In magnetic memories, information (for example, a collection of bits) is stored as clusters of spins, which are either an up or a down (or put differently, a one or a zero). These spin clusters, which form the basis of magnetic memories, become less stable when reduced in size.

“As the spin clusters become smaller and smaller, the memory becomes volatile,” says Mohit Randeria, professor of physics and principal investigator on the DARPA grant. “Even minor fluctuations due to thermal disturbances at room temperature could lead to spin directions flipping and information being lost.”

Randeria says that skyrmions, topologically stable spin textures, could be the key for creating smaller magnetic information storage that is still stable and efficient. He says a skyrmion is like a nanoscale “whirlpool” of spins in the magnetization texture. Skyrmions behave like particles that can be created, moved and manipulated, and they are stable at room temperature. As a result, they offer great promise for magnetic information storage in miniaturized applications.

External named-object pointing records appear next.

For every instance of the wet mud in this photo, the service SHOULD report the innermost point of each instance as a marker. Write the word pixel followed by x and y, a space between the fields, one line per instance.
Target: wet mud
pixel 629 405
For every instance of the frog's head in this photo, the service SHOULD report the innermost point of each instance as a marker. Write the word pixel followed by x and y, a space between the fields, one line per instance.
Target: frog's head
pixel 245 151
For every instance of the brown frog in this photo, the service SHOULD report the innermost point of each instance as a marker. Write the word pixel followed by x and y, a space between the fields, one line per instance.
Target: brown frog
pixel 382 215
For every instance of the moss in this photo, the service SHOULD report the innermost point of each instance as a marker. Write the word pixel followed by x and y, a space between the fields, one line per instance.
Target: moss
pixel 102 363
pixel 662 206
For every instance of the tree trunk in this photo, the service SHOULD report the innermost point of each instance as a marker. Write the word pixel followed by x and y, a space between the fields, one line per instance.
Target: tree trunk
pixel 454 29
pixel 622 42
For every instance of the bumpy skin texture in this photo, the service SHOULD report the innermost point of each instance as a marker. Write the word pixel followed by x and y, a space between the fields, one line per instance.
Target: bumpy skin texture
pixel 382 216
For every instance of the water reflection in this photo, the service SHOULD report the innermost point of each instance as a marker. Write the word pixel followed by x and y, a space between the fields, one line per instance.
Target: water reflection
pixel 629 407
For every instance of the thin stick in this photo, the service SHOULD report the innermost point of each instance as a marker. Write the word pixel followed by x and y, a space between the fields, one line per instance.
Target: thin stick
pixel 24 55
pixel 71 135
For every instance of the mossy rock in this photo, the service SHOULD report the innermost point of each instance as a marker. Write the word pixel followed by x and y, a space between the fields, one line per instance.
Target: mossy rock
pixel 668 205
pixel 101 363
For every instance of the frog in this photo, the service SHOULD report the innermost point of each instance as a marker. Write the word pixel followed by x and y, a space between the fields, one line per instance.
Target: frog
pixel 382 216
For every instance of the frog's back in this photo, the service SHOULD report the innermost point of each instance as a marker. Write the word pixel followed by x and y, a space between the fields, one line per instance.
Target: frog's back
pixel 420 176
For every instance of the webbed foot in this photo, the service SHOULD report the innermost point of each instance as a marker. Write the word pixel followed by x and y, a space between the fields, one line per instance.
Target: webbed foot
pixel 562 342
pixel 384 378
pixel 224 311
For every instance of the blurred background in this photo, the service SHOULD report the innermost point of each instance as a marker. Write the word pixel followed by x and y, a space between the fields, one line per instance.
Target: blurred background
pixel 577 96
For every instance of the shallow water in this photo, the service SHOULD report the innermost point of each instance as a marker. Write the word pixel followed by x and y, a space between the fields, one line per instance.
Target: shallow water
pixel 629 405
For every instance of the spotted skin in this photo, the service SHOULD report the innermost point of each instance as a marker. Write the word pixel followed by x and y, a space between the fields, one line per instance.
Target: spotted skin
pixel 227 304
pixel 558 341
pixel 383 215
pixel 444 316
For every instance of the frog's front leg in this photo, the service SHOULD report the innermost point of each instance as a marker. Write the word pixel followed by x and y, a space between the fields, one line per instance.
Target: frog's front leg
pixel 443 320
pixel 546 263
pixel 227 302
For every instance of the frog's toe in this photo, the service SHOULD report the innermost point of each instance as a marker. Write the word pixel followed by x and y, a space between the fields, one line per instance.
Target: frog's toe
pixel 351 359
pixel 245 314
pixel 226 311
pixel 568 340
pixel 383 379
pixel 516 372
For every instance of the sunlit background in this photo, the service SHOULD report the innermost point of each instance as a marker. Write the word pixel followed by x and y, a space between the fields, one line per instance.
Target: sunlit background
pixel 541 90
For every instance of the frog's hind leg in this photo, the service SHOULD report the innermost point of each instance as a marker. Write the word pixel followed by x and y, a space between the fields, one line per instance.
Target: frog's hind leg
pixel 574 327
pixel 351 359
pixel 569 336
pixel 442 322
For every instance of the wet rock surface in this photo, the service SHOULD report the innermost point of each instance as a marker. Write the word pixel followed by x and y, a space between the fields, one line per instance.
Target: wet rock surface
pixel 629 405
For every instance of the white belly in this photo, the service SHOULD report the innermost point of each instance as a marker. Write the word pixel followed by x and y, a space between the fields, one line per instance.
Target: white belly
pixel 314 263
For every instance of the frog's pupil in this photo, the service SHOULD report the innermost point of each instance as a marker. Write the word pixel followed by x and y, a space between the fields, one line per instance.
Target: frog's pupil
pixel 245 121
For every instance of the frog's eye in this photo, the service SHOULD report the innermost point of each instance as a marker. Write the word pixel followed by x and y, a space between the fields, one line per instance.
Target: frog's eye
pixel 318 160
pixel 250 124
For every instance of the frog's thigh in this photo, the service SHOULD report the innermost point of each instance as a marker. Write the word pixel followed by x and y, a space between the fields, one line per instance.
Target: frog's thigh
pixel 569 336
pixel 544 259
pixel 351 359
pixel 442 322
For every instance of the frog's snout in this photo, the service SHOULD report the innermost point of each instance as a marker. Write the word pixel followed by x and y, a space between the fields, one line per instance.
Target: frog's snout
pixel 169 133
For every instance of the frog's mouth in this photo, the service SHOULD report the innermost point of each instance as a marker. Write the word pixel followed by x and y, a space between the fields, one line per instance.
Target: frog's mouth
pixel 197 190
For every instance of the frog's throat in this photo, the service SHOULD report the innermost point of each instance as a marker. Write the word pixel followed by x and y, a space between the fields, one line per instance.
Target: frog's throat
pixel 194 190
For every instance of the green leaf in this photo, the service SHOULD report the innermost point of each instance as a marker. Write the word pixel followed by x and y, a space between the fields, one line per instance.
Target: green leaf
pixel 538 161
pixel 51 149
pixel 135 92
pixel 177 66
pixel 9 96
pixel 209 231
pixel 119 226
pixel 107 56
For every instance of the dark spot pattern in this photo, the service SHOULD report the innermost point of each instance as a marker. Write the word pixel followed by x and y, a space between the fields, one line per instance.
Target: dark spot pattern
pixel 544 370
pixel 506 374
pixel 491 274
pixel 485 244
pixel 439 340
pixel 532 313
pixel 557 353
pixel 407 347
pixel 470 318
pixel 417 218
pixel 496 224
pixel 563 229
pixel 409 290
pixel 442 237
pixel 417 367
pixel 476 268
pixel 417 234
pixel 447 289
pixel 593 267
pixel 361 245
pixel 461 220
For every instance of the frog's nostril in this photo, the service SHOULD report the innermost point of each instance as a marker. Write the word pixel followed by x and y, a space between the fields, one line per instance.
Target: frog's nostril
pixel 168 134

In addition, skyrmion-based memories are likely to be more energy efficient than conventional magnetic memories, meaning that a smaller current is needed to read, write or manipulate the information.

“You want magnetic storage to maintain stability and robustness. You want it to be immune to fluctuation so it’s not volatile,” Randeria says. “You also want to be able to store as many bits as possible in a small area so you can miniaturize, and you want energy-efficient ways to manipulate these bits. Skyrmions seem to satisfy all of these criteria.”

Joining Randeria on the project are CEM colleagues and co-principal investigators Jay Gupta, associate professor of physics; P. Chris Hammel, professor of physics, Ohio Eminent Scholar and director of CEM; Roland Kawakami, professor of physics; David McComb, professor of materials science engineering and Ohio Research Scholar; and Fengyuan Yang, professor of physics. Graduate students and postdocs collaborating on the project include Adam Ahmed, Bryan Esser and James Rowland.

The team will explore new material platforms that can harbor skyrmions, and once a novel magnetic material is developed, they will probe the skyrmions and image the material to ensure they exist. From there, they will start manipulating the material to create a prototype memory-storage device.

This new multimillion-dollar DARPA award builds on the demonstrated expertise and accomplishments of the team members and their ongoing collaborations, which previously have been catalyzed by seed funding from NSF through CEM, as well as from Ohio State’s Center for Exploration of Novel Complex Materials and the Institute for Materials Research.

“There has been a confluence of interest and skills that made us form this team, and seed funding from NSF and Ohio State allowed us to build this project up and secure this major funding from DARPA,” Randeria says. “Without this kind of institutional support, it would have been hard.”